Uma das maiores e mais difundidas redes de vigilância da China começou em um pequeno condado cerca de sete horas ao norte de Xangai.

Em 2013, o governo local no condado de Pingyi começou a instalar dezenas de milhares de câmeras de segurança em áreas urbanas e rurais - mais de 28,500 no total até 2016. Mesmo as menores aldeias tinham pelo menos seis câmeras de segurança instaladas, de acordo com a mídia estatal.

Essas câmeras não eram apenas monitoresed pela polícia e algoritmos automatizados de reconhecimento facial. Por meio de caixas de TV especiais instaladas em suas casas, os residentes locais podiam assistir a imagens de segurança ao vivo e pressionar um botão para chamar a polícia caso vissem algo errado. As filmagens de segurança também podem ser visualizadas em smartphones.

Em 2015, o governo chinês anunciou que um programa semelhante seria implementado em toda a China, com foco particular em cidades remotas e rurais. Foi chamado de “Projeto Xueliang” ou Sharp Eyes, uma referência a uma citação do ex-líder revolucionário da China comunista Mao Tsé-tung, que certa vez escreveu que “as pessoas têm olhos penetrantes” quando procuram vizinhos que não vivem de acordo com os valores comunistas.

Sharp Eyes é um dos vários projetos de vigilância tecnológica sobrepostos e cruzados construídos pelo governo chinês nas últimas duas décadas. Projetos como o Golden Shield Project, Safe Cities, SkyNet, Smart Cities e agora Sharp Eyes significam que existem mais de 200 milhões câmeras de segurança pública e privada instalado em toda a China.

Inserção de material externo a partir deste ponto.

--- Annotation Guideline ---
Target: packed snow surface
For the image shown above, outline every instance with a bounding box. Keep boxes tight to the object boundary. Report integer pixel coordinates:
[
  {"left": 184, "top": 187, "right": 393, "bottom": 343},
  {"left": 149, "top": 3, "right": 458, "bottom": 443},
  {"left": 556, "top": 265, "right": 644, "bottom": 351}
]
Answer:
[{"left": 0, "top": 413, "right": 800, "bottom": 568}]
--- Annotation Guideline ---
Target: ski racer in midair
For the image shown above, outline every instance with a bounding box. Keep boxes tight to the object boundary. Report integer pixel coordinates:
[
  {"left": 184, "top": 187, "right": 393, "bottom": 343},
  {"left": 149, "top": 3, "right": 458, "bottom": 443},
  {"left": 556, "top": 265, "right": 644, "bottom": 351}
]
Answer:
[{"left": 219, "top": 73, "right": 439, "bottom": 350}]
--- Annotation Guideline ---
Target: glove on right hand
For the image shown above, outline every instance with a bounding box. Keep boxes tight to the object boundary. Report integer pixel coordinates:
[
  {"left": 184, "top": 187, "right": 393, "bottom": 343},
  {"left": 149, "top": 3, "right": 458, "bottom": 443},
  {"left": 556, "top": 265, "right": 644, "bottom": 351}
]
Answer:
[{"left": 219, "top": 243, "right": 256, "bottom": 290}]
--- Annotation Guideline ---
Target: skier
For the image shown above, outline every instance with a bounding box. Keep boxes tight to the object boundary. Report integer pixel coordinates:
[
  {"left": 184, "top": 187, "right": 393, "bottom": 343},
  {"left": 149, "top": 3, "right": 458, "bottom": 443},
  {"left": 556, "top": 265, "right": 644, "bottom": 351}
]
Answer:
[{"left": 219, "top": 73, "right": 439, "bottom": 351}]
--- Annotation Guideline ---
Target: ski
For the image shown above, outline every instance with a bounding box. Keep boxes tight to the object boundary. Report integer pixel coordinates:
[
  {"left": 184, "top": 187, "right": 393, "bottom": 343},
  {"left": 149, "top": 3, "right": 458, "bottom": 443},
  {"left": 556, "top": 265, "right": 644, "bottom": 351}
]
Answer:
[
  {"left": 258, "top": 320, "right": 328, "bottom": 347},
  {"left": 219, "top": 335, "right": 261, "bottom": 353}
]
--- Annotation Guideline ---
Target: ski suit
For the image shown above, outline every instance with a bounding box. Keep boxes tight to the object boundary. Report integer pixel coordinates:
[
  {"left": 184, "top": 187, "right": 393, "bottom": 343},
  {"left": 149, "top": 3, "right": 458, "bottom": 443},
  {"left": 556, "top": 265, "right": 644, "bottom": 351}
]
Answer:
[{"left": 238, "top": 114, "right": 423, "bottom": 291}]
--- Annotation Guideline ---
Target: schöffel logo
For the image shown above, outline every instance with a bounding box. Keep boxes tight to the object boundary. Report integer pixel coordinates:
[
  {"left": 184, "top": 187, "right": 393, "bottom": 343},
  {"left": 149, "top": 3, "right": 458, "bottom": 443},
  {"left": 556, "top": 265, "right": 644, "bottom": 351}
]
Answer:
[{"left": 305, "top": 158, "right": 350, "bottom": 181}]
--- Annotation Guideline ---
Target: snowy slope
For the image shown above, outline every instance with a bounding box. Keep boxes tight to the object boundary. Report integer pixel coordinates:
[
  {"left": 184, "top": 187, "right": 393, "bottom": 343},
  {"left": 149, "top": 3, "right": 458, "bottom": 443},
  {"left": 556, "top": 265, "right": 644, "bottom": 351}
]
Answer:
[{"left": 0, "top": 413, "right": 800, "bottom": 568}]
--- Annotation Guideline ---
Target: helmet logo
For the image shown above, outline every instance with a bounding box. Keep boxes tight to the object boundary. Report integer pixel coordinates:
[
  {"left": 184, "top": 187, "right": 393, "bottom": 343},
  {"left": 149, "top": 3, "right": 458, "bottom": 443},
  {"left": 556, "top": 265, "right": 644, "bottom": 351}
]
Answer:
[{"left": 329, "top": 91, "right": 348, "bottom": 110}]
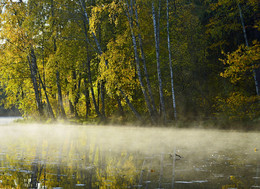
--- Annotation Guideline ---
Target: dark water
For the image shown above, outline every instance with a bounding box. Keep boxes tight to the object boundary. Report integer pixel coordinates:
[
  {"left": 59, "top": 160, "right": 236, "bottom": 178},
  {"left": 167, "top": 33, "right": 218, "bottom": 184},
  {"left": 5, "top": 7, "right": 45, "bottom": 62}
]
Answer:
[{"left": 0, "top": 119, "right": 260, "bottom": 189}]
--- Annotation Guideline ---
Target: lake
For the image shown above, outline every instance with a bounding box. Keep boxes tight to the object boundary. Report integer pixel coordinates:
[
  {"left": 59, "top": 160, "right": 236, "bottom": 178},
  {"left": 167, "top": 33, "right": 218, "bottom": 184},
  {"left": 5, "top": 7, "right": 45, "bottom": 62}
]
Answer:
[{"left": 0, "top": 118, "right": 260, "bottom": 189}]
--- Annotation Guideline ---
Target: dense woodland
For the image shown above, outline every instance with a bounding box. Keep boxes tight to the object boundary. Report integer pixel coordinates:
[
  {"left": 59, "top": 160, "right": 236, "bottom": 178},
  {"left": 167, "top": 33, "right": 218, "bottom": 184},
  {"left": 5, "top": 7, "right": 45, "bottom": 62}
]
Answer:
[{"left": 0, "top": 0, "right": 260, "bottom": 124}]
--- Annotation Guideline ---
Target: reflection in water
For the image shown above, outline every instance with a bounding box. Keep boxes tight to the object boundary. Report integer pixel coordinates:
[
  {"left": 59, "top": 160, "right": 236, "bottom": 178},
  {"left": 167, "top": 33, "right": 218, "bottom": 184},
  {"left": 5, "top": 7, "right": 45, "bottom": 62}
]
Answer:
[{"left": 0, "top": 125, "right": 260, "bottom": 189}]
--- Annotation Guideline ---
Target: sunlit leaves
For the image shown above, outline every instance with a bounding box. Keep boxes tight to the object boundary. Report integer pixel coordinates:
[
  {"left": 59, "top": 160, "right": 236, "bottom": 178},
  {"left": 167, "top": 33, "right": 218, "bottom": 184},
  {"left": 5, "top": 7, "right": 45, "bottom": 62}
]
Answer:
[{"left": 220, "top": 41, "right": 260, "bottom": 83}]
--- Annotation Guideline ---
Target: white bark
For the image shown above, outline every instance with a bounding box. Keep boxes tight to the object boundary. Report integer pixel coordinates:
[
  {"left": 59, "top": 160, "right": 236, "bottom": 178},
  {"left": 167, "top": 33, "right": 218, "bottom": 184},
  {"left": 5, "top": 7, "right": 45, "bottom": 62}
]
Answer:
[
  {"left": 152, "top": 2, "right": 166, "bottom": 122},
  {"left": 167, "top": 0, "right": 177, "bottom": 120}
]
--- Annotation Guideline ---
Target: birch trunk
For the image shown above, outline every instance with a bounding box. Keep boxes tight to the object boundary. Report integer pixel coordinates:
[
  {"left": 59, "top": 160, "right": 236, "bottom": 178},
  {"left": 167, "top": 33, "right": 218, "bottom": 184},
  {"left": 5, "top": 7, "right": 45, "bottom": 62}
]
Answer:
[
  {"left": 80, "top": 0, "right": 141, "bottom": 120},
  {"left": 51, "top": 0, "right": 66, "bottom": 118},
  {"left": 126, "top": 0, "right": 154, "bottom": 120},
  {"left": 74, "top": 74, "right": 81, "bottom": 117},
  {"left": 132, "top": 0, "right": 157, "bottom": 115},
  {"left": 27, "top": 47, "right": 44, "bottom": 117},
  {"left": 166, "top": 0, "right": 177, "bottom": 120},
  {"left": 152, "top": 2, "right": 166, "bottom": 122},
  {"left": 237, "top": 2, "right": 259, "bottom": 96},
  {"left": 38, "top": 71, "right": 55, "bottom": 119},
  {"left": 100, "top": 81, "right": 106, "bottom": 117},
  {"left": 84, "top": 78, "right": 90, "bottom": 118}
]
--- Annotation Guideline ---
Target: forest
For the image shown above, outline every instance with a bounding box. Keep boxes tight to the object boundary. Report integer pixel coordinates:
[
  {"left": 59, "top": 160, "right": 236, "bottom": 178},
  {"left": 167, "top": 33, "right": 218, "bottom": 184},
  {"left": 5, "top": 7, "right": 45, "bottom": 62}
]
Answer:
[{"left": 0, "top": 0, "right": 260, "bottom": 125}]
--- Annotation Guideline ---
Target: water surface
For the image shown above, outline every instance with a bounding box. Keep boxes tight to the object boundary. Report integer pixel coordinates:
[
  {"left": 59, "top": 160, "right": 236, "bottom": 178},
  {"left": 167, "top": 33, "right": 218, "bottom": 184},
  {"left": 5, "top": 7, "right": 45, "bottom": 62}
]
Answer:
[{"left": 0, "top": 119, "right": 260, "bottom": 189}]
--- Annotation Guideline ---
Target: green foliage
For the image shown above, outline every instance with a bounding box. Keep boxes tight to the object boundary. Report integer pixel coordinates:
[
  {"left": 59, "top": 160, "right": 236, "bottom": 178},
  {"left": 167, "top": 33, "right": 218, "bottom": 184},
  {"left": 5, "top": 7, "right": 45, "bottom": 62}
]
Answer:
[
  {"left": 220, "top": 41, "right": 260, "bottom": 83},
  {"left": 0, "top": 0, "right": 260, "bottom": 127},
  {"left": 214, "top": 92, "right": 260, "bottom": 121}
]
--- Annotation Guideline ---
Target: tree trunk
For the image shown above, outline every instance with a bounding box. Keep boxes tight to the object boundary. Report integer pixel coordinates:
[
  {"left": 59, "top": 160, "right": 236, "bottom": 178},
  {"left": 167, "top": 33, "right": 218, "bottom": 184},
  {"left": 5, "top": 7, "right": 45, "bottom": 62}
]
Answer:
[
  {"left": 100, "top": 81, "right": 106, "bottom": 117},
  {"left": 116, "top": 96, "right": 124, "bottom": 116},
  {"left": 80, "top": 0, "right": 141, "bottom": 120},
  {"left": 119, "top": 89, "right": 142, "bottom": 121},
  {"left": 167, "top": 0, "right": 177, "bottom": 120},
  {"left": 237, "top": 2, "right": 259, "bottom": 96},
  {"left": 132, "top": 0, "right": 157, "bottom": 115},
  {"left": 74, "top": 74, "right": 81, "bottom": 117},
  {"left": 152, "top": 1, "right": 166, "bottom": 123},
  {"left": 51, "top": 0, "right": 66, "bottom": 118},
  {"left": 56, "top": 70, "right": 66, "bottom": 118},
  {"left": 38, "top": 72, "right": 55, "bottom": 119},
  {"left": 80, "top": 0, "right": 102, "bottom": 117},
  {"left": 27, "top": 47, "right": 44, "bottom": 117},
  {"left": 84, "top": 78, "right": 90, "bottom": 118},
  {"left": 126, "top": 1, "right": 154, "bottom": 122}
]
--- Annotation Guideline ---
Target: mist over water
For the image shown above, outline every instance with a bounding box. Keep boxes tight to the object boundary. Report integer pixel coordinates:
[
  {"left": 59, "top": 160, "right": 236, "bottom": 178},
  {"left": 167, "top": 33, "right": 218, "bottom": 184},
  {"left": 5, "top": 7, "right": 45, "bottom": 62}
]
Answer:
[{"left": 0, "top": 119, "right": 260, "bottom": 188}]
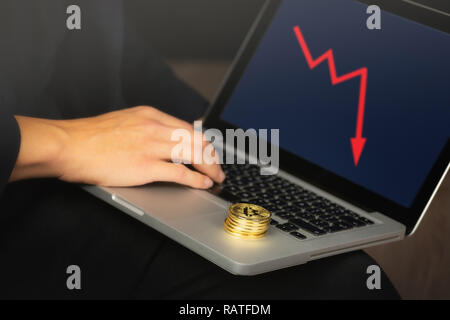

A cada cinco anos, o governo chinês divulga um plano delineando o que pretende alcançar na próxima meia década. O plano quinquenal de 2016 da China estabeleceu uma meta para o Sharp Eyes alcançar 100% de cobertura dos espaços públicos da China em 2020. Embora os relatórios disponíveis publicamente não indiquem se o programa atingiu essa meta - eles sugerem que o país chegou muito perto.

O esquema de vigilância moderno da China começou em 2003, de acordo com Dahlia Peterson, analista de pesquisa do Centro de Segurança e Tecnologia Emergente da Universidade de Georgetown, com a criação do Projeto Escudo Dourado.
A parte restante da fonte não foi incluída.